The main contributor to industrial productivity growth is technology when the rate of technical progress is about 3.7% per year during the period 2013-2018. Private firms have the highest technical progress with the rate of 11.6% per year while there is a regress of technology occurred in the stateowned sector (-1.13%/year).

The average technical efficiency change of the sample firms is 0.92 percent per year and this result proposes a good catching up of Vietnamese garment firms when they can utilise their inputs better. The private firms’ technical efficiency change is the highest (around 1.24%/year) while this component change of FDI firms is lowest (0.62%/ year). It is clear that private firms are the major source of productivity growth in Vietnamese garment industry.

The measure of how much a firm gets closer or far away from the industry meta-frontier technology, i.e., TGC, average around 0.67% per year. It is interesting that stateowned firms are getting closer to the industry frontier at the rate of 1.1% annually, higher than other two groups (private and FDI group). This finding reveals that even being located furthest from the global frontier compared with other firms, but state-owned firms try to reduce the technology gap.

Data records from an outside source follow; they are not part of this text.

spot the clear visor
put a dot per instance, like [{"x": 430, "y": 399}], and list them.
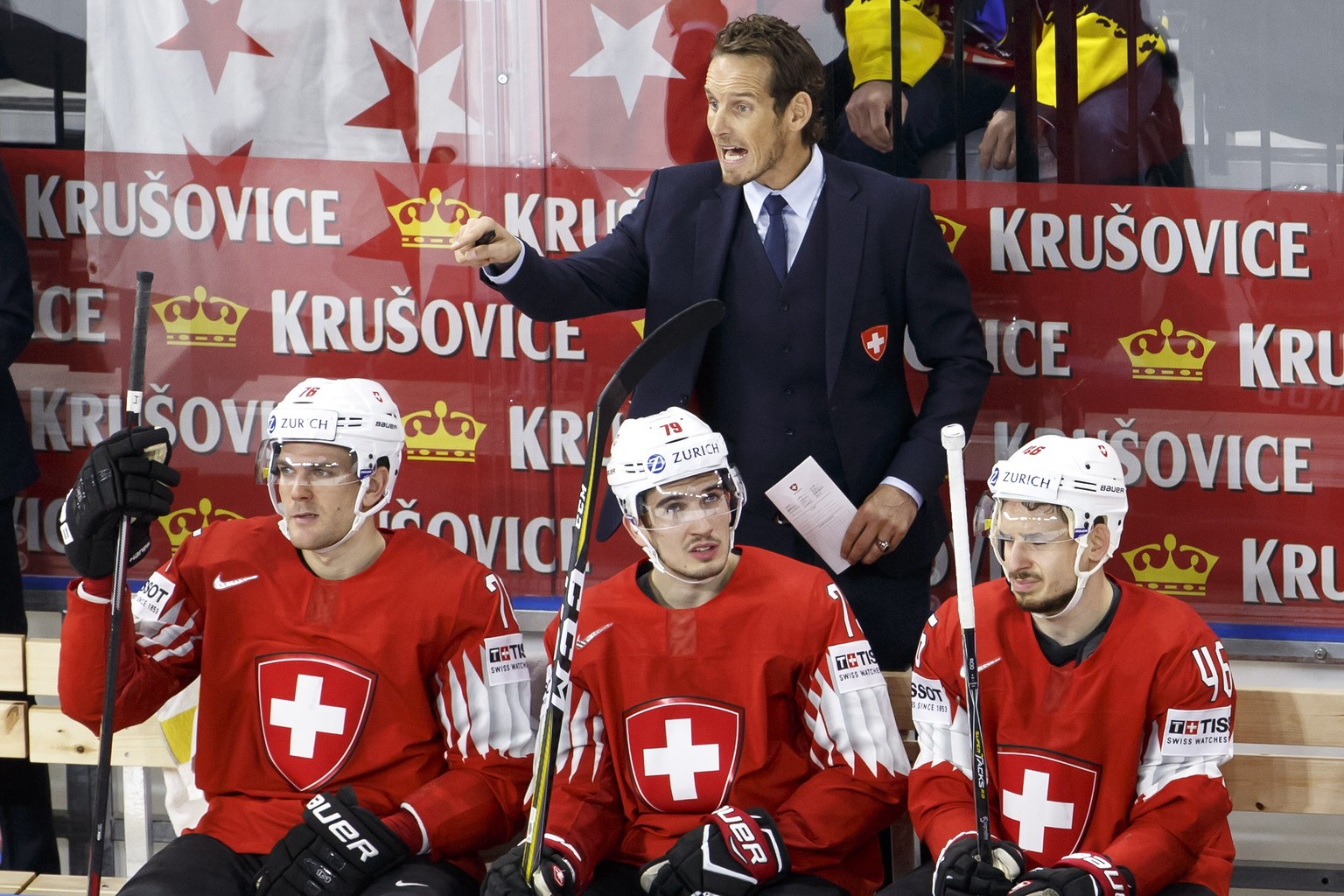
[
  {"x": 676, "y": 504},
  {"x": 1033, "y": 531},
  {"x": 305, "y": 465}
]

Generally speaking, in the sectors of private and FDI firms all components (TEC, BPC and TGC) contribute to productivity growth. In the context of state-owned firms, a regress of technology is recorded and seen as the main factor curbing the growth of these enterprises’ performance.

The results of the technological gap ratio (TGR) in Table 4 shows which firm group locates nearest the meta-frontier in a relative comparison with other groups. The results advocate the leading position of private firms when located closest to the meta-frontier, with the rate of TGR standing at 0.997 while the similar estimates are 0.9215 and 0.818 for FDI and state-owned groups respectively. The results of BPC and TGR show that private firms are the most technologically innovative and this group contributes substantially to the development of Vietnamese garment industry. Meanwhile, the state-owned firms are the most backward and locating furthest from the meta-frontier.

Table 4: Technological gap ratio (TGR) summary in Vietnamese garment industry​​​​​​​

5. Conclusion

Using the meta-frontier approach and DEA, this study investigates the productivity change of Vietnamese garment industry and its components. The results show a growth of productivity and advocate the role of private sector in contributing to this success. The state-owned firms are the most backward in a comparison with other two firm types including private and FDI firms.

A number of policies are proposed to further enhance the performance of Vietnamese garment industry based on the findings in this research. Firstly, the privatisation of stateowned firms should be stimulated in order to transfer their assets to the private and foreign sector. The state-owned firms are proven to be underperformed and keeping the state ownership in the garment industry is a waste of capital and other resources such as land and labour. Secondly, despite the fact that technological progress is the main contributor to the productivity growth, technology should be further innovated to strengthen the industry’s competitiveness. It is widely accepted that the 4.0 industrialisation will impact all industries and especially in labour-intensive areas. Consequently, the more innovative technology can be applied in production, the higher productivity an industry can achieve.